- Date: December 31, 2001
- Season: 2001
- Stadium: Sun Bowl
- Location: El Paso, Texas
- Referee: Randy Smith (C-USA)
- Payout: US$1,000,000 per team

United States TV coverage
- Network: CBS
- Announcers: Verne Lundquist, Todd Blackledge, Jill Arrington

= 2001 Sun Bowl =

American college football game

The 2001 Wells Fargo Sun Bowl edition to the Sun Bowl featured the Washington State Cougars, and the Purdue Boilermakers.
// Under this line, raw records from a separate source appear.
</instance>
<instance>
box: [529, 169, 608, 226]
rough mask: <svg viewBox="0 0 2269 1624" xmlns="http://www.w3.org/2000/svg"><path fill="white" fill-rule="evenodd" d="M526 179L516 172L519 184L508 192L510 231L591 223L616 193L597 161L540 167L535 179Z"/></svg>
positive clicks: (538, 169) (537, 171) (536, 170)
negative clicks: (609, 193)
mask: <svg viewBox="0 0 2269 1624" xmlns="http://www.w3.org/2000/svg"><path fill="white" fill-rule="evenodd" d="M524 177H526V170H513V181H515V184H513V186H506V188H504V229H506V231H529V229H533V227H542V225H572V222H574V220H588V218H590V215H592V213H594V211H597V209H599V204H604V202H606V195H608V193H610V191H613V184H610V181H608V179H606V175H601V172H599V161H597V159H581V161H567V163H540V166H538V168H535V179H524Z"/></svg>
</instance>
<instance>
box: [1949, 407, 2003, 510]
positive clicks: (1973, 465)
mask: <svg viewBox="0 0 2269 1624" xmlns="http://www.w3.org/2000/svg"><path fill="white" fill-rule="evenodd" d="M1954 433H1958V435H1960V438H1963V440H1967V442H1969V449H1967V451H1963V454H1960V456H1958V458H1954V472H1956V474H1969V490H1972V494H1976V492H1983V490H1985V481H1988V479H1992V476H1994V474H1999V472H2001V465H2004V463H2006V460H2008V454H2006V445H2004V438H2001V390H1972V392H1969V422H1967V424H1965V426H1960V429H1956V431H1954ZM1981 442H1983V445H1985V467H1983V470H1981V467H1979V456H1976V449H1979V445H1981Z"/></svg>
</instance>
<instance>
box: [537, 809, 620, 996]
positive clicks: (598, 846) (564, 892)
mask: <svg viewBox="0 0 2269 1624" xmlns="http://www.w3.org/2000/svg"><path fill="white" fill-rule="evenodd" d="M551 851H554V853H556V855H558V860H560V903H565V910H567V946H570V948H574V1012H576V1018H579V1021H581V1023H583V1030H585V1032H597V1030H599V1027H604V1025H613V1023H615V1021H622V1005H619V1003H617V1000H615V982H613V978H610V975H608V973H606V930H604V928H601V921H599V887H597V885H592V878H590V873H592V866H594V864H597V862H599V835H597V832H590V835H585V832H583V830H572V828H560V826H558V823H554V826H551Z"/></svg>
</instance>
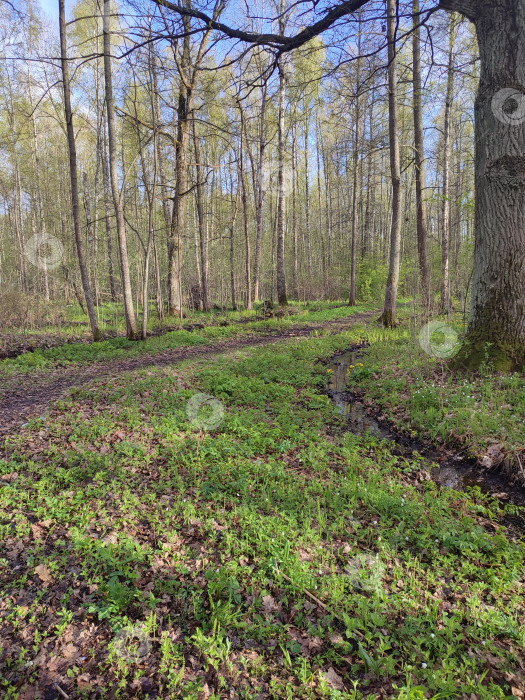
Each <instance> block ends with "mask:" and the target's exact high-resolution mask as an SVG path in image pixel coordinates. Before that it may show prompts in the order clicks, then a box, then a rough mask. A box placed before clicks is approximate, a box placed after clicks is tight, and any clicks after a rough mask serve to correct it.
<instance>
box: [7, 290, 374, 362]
mask: <svg viewBox="0 0 525 700" xmlns="http://www.w3.org/2000/svg"><path fill="white" fill-rule="evenodd" d="M311 306H312V308H309V307H305V306H299V305H298V306H295V307H294V306H292V307H291V308H292V310H293V311H295V313H293V315H290V316H285V317H284V318H277V317H275V318H270V319H267V320H264V321H252V322H248V323H242V324H234V323H232V324H231V325H228V326H219V325H211V323H212V322H216V319H215V321H214V317H213V315H208V316H207V317H206V320H207V322H208V323H209V324H210V325H207V326H205V327H204V328H202V329H197V330H195V331H191V332H190V331H187V330H176V331H171V332H169V333H166V334H165V335H162V336H158V337H151V338H149V339H148V340H147V341H146V342H141V341H130V340H127V339H126V338H114V339H109V340H105V341H102V342H100V343H90V344H86V343H71V344H67V345H60V346H58V347H54V348H49V349H46V350H40V349H39V350H36V351H34V352H31V353H25V354H23V355H20V356H19V357H16V358H14V359H7V360H3V361H1V362H0V376H9V375H11V374H16V373H19V372H30V371H32V370H33V369H52V368H55V367H57V366H58V367H61V366H65V365H69V364H85V363H88V362H99V361H100V362H102V361H108V360H114V359H118V358H122V359H124V358H125V359H127V358H130V357H138V356H142V355H153V354H158V353H161V352H165V351H166V350H173V349H175V348H181V347H190V346H192V345H213V344H214V342H215V341H217V340H226V339H229V338H239V337H242V336H244V335H253V334H255V333H256V332H268V333H270V332H272V331H283V330H286V329H289V328H292V327H297V328H300V327H304V326H309V325H311V324H315V323H323V322H326V321H332V320H337V319H339V318H344V317H346V316H349V315H351V314H354V313H355V314H358V313H363V312H365V311H370V310H371V308H370V307H369V306H356V307H353V308H352V309H349V307H348V306H339V307H337V308H328V304H327V303H317V302H316V304H312V305H311ZM201 316H202V318H204V315H201ZM199 318H200V317H199ZM237 320H239V319H238V318H237Z"/></svg>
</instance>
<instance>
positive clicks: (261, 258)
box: [253, 83, 268, 301]
mask: <svg viewBox="0 0 525 700" xmlns="http://www.w3.org/2000/svg"><path fill="white" fill-rule="evenodd" d="M267 93H268V86H267V85H266V83H265V84H264V85H263V86H262V88H261V113H260V127H259V163H258V172H257V180H258V182H257V196H256V198H255V259H254V262H253V299H254V301H259V300H260V286H261V260H262V239H263V230H264V216H263V215H264V196H265V194H266V192H265V187H266V184H265V181H264V179H265V178H264V167H265V154H266V137H265V120H266V98H267Z"/></svg>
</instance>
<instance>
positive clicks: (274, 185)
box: [262, 161, 293, 197]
Washington State's Jason David scored the game's first touchdown on a 45-yard interception return for a 7–0 WSU lead. Washington State quarterback Jason Gesser later threw a 46-yard touchdown pass to Mike Bush to increase the Cougar's lead to 14–0. In the second quarter, Purdue running back Montrell Lowe scored on a 1-yard touchdown run to cut the lead to 14–7.

Kicker Travis Dorsch kicked a 28-yard field goal to pull Purdue to within 14–10. Washington State's Drew Dunning answered with a 47-yard field goal of his own, to move the lead back to 17–10. Purdue quarterback Kyle Orton found wide receiver Taylor Stubblefield for a 3-yard touchdown pass to tie the game at 17. Travis Dorsch's 50-yard field goal before halftime gave Purdue a 20–17 halftime lead.

In the third quarter, Drew Dunning kicked the tying 34-yard field goal. Jason Gesser's subsequent 1-yard touchdown run gave Washington State a 27–20 lead. Drew Dunning added field goals of 30 and 37 yards to give WSU a 33–20 lead. With 1:53 left, Kyle Orton connected with Taylor Stubblefield with a 51-yard touchdown pass to make the final margin 33–27.